I did take the “Game of Thrones” books on my vacation, and enjoyed them greatly. Our vacation was a peripatetic one–Albuquerque, Santa Fe, Petrified Forest, Grand Canyon, Flagstaff, Sedona, Prescott, Phoenix, Lake Havasu, Las Vegas–so it was nice to stay in one fictional world the entire time. While dragons and White Walkers had their appeal, what I primarily enjoyed was the books’ intense psychological realism.
“Game of Thrones”* is about playing the cards you get dealt in life. Except for its RenFest trappings, it’s not the slightest bit mythological or fantastic. It’s much more like “The Good Wife” or “Mad Men” at heart: people trying to assert their individuality and gain power in a world that may or may not welcome such efforts. (“I’m Daenerys Targaryen, and I want to smoke some marijuana.”)
One of the cards we get dealt in life is our physical appearance. Looks-ism and body discrimination is a major thing with me, as many of you know, and the way characters like the dwarf Tyrion or the sexually ambiguous Brienne of Tarth get treated will make your blood boil like R’hllor never dreamed. But there is so much more going on than simple discrimination against the different or ugly. Martin is wise enough, for example, to know that beauty intersects with power: Beauty can increase the power of a woman who is already privileged, like Cersei, but beauty is a terrible liability to women who have no power, like Sansa. Sansa, and Dany, are constantly being creeped on by men whom they have little choice but to tolerate. The ordinary-looking Arya, by contrast, can disguise herself as anything from a boy to a crippled beggar maid.
Our looks can advantage or disadvantage us in many ways:
Do you look like what you are?
Do you look like the other members of your family?
Do you look like many other people, or are you visually distinct?
The answers to these questions have life-changing power in the world of GoT, and in our world as well.
This is what I mean about looking like who you are:
I’ve been thinking a lot this week about appearance privilege.

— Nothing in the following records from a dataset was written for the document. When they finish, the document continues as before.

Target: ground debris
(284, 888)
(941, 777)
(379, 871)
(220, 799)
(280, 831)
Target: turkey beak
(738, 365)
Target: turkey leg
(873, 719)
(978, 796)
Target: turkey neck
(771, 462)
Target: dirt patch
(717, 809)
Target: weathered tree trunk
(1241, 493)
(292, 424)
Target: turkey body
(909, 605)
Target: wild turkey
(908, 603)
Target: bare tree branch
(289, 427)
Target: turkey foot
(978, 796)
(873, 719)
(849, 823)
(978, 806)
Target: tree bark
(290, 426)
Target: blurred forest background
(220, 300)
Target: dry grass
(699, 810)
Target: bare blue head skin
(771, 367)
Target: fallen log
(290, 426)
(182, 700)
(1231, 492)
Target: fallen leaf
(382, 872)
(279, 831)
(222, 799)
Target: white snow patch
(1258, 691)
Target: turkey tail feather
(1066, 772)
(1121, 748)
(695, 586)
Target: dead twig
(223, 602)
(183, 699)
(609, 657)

As a moderately attractive, medium-sized, slender brown-haired white ladyperson, I have never been profiled maliciously. I have very rarely even been profiled inaccurately. My physical type is our culture’s default setting for the Smart Nice Girl. From Fern Arable to Laura Ingalls to Mary Richards to Veronica Sawyer to Coco Chanel to Liz Lemon, I have never lacked for positive images of women who looked like me. My appearance has made it easier, not harder, to be taken seriously as an intellectual, as a professional, as a member of my chosen religious community. Women who look like me are the girl next door, the sensible wife, the breaker of glass ceilings, the comedienne, the thinking man’s sex symbol. There is little-to-nothing about my appearance that anyone would take as physically or psychologically threatening.
I could be far more beautiful than I am, but I don’t think it would make life any easier. My husband is quite a nice-looking man, but no Chris Pratt, and for a science comedian? That’s fine. You don’t want Chris Pratt telling youwhat happened when they did an MRI on a dead salmon. You want him deeply misunderstanding the nature of the Grand Canyon.
(I, on the other hand, pretty much am April Ludgate, and she’s right. You just can’t be annoyed at the Grand Canyon, no matter how much you try. And notice that she is also a slender, pretty-not-gorgeous white-skinned brown-haired ladyperson like myself.)